Several limitations of this study should be noted. First, due to the cross-sectional nature of the study we cannot make causal claims regarding the relationship among depressed mood, traumatic experiences and substance use. While it is plausible that teens employed substance use as a way to cope with trauma-related distress or sequelae, it is also possible that substance use led directly to higher frequency of trauma exposure through, for example, increased involvement in high-risk situations or poor decision-making. Future studies should employ longitudinal designs in order to delineate the temporal order of these relationships. The generalizability of the results is also constrained by the sample, which had modest levels of substance use, sub-clinical symptoms of depression and anxiety, but clinical levels of disruptive behaviors. It is not known whether a similar relationship among the variables would be found among adolescents with different symptom profiles.
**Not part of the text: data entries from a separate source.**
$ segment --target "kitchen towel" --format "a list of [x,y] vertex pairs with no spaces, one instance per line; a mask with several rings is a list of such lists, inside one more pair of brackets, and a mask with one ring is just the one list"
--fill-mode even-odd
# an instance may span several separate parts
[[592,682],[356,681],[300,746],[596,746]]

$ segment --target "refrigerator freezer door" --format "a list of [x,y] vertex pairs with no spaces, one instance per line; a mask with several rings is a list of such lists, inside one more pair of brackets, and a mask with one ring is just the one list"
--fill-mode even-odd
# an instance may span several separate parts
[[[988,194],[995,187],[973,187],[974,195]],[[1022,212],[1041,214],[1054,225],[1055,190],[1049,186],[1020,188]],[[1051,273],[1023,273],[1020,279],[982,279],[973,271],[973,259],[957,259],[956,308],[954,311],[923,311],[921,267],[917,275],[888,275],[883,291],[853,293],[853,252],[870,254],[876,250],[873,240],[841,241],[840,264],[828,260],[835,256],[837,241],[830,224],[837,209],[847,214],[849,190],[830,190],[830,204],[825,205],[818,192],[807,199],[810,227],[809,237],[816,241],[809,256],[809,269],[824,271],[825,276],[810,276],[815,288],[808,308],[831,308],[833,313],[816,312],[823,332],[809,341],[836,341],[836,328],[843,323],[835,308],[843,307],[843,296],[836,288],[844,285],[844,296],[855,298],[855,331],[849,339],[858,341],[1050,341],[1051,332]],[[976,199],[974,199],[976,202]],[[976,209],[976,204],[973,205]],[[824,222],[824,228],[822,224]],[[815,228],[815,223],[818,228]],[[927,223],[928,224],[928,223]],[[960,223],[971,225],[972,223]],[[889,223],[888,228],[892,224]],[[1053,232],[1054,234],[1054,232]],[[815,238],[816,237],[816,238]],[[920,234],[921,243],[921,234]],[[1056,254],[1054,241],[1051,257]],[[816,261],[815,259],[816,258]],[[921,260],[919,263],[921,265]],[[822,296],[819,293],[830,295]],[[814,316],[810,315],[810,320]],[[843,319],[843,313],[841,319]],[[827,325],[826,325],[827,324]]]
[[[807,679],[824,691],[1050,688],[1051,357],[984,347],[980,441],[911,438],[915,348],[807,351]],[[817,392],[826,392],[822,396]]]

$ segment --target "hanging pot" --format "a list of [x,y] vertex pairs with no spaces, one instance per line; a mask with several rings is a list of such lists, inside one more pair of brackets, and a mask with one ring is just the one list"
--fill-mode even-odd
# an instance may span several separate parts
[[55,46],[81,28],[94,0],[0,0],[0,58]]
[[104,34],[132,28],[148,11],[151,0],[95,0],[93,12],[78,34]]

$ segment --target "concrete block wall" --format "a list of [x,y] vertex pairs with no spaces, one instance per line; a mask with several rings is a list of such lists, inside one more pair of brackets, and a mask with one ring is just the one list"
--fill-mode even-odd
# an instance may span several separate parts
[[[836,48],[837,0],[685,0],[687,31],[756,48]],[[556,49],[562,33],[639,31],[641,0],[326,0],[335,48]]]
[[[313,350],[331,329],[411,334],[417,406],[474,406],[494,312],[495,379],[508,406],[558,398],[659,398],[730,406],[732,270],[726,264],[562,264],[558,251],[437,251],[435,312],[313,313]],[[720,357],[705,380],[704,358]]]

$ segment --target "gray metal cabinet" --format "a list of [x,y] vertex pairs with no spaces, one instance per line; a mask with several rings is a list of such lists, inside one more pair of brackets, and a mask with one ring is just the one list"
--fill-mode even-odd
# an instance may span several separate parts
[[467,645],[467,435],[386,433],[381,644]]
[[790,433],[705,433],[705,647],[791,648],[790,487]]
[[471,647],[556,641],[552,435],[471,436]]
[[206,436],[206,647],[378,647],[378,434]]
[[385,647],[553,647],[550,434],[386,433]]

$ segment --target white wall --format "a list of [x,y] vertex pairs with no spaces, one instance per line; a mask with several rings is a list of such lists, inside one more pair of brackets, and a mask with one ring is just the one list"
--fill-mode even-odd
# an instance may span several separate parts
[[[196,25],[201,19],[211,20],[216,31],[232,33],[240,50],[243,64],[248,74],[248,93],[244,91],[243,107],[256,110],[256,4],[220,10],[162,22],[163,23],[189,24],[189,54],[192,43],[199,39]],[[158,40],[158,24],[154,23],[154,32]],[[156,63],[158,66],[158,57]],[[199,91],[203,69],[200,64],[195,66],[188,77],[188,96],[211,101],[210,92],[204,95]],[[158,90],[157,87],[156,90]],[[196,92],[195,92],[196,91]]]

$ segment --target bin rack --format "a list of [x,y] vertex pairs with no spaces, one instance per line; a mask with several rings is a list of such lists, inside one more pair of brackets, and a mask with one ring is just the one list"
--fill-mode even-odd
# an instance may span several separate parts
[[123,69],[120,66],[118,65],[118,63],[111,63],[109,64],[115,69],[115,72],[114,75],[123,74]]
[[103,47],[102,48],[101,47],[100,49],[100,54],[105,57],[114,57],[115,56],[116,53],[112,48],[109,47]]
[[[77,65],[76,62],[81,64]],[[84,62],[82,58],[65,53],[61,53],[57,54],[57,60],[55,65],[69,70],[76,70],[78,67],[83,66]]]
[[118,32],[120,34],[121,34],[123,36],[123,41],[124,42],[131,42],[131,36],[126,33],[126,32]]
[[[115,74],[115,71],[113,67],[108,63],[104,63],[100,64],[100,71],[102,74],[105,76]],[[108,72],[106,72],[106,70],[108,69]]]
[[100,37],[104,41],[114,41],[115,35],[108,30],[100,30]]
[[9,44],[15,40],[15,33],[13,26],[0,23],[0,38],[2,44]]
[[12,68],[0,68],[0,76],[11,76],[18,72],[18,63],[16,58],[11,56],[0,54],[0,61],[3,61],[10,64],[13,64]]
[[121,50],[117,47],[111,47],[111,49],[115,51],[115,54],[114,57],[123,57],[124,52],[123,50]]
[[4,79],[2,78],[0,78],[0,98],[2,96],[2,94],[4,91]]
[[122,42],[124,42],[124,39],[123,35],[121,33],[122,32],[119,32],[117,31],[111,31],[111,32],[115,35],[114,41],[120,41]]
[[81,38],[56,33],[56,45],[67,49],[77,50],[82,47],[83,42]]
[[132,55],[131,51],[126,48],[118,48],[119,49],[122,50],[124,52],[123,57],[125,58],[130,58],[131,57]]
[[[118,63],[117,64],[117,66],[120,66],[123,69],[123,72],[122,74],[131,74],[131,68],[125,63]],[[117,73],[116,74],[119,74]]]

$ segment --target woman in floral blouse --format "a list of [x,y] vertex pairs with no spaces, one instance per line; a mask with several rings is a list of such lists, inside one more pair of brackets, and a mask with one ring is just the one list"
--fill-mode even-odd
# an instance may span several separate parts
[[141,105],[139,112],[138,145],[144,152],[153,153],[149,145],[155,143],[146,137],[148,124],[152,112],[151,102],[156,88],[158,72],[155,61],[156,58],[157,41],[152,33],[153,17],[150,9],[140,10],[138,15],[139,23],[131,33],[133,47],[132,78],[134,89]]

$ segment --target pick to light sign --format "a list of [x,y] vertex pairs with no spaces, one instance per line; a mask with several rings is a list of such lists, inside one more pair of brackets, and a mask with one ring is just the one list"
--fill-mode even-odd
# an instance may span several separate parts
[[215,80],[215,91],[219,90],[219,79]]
Notwithstanding these limitations, this study advances our knowledge by demonstrating that trauma exposure and substance use have an interactive effect on symptoms of depressed mood among adolescents presenting for substance use treatment at a CBHC. Thus, results of our study highlight the clinical utility of assessing for binge drinking and marijuana use among adolescents with a history of child maltreatment, as well as the value of assessing for a maltreatment history among those who abuse substances as these variables may interact in a manner that maintains or reinforces symptoms over time.